Fry the onion and pepper in the oil in a large pan over low heat, stirring often, till soft.
Add the tomatoes, sugar and a little salt (the olives add salt too). Cook over a medium heat for about 15 minutes until the sauce is thick and jammy.
Remove from the heat and stir in the tuna, olive pieces and chopped eggs. Set aside to cool.

Take out the lined dish, prick the base of the pastry, brush with the egg white and blind-bake in the oven for 5 minutes. (If the bottom still puffs up, just prick it slightly again to flatten it a bit.)
Beat the yolk with the rest of the white and 1 Tbsp water, and set aside to make an egg wash for the top.
Turn the oven down to 180C. Fill the pie with the tuna mixture, spreading it evenly, and cover with pastry, using some of the egg wash to seal the top on. Brush the top with egg wash.
Bake the pie in the oven for 35-40 minutes, until top is golden brown.
Cool a little before slicing into squares, or set aside and warm it through later before cutting and serving.

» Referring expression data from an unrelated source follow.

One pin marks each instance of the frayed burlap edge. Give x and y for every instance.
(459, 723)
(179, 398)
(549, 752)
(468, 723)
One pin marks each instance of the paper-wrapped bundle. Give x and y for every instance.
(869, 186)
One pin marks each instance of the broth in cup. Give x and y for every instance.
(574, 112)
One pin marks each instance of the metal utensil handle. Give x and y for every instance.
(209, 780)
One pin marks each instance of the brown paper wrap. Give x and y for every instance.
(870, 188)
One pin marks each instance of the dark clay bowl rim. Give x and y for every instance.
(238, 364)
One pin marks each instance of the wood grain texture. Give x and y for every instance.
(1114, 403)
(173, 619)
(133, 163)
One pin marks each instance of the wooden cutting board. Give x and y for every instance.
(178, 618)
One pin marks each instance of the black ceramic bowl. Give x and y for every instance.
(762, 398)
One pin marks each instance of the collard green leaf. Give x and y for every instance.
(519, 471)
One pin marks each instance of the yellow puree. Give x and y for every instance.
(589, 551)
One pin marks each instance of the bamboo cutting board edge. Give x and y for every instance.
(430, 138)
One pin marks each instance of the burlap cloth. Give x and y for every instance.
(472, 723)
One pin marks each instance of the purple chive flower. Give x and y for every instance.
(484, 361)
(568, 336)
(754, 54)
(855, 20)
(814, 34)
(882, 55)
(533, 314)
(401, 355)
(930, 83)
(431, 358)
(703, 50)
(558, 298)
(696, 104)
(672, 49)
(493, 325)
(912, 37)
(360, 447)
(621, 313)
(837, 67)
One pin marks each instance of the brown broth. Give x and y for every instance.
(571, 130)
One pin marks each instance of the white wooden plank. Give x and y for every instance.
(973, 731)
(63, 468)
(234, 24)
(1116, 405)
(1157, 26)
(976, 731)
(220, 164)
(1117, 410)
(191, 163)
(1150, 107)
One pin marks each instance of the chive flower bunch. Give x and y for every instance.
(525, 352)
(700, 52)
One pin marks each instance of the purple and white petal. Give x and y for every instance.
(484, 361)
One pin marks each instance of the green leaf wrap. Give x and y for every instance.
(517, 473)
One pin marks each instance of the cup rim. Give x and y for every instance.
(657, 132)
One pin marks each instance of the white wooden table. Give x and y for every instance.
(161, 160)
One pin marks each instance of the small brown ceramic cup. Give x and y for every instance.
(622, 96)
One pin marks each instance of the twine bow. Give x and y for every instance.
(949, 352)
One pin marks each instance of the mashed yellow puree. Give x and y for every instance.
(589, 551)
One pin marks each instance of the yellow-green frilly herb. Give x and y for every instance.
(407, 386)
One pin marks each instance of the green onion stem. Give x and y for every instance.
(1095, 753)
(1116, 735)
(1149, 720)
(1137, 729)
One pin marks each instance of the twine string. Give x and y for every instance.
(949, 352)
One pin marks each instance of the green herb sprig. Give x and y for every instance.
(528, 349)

Next we had alubias con almejas - clams with haricot beans. The clams came from Moore Wilson, but I couldn't find a tin of haricot beans, so I used cannellini instead and that seemed to work well. It was followed by Lynn's classic tortilla de patates - potato omelette, and Ali's albóndigas en salsa tomate - pork, chicken and ham meatballs in a tomato and sherry sauce, a Rick Stein recipe; then garbanzos con chorizo, chickpeas with chorizo sausage (made by the Eastbourne butcher) and pimientos asados, grilled red peppers with garlic and sherry vinegar.
        But so as not to overdo this post, I'll put up the recipes for the clams and the meatballs next week.  Then I'll do marquesas, the light, lemony little cakes I made for dessert. We had just enough room left to eat one each with our coffee.

4 comments:

Deborah said...

That looks stunningly delicious, Anne. I've been given a sizeable book token for my favourite book store in town, so I'm going to see if they have that book, and if not, whether they could order it in for me.

AnneE said...

It's really worth having - Roden shows how the food reflects Spain's complex history. I love the way the recipes combine simple ingredients in different ways to make such delicious food.

AnneE said...

It's really worth having - Roden shows how the food reflects Spain's complex history. I love the way the recipes combine simple ingredients in different ways to make such delicious food.

AnneE said...

It's really worth having - Roden shows how the food reflects Spain's complex history. I love the way the recipes combine simple ingredients in different ways to make such delicious food.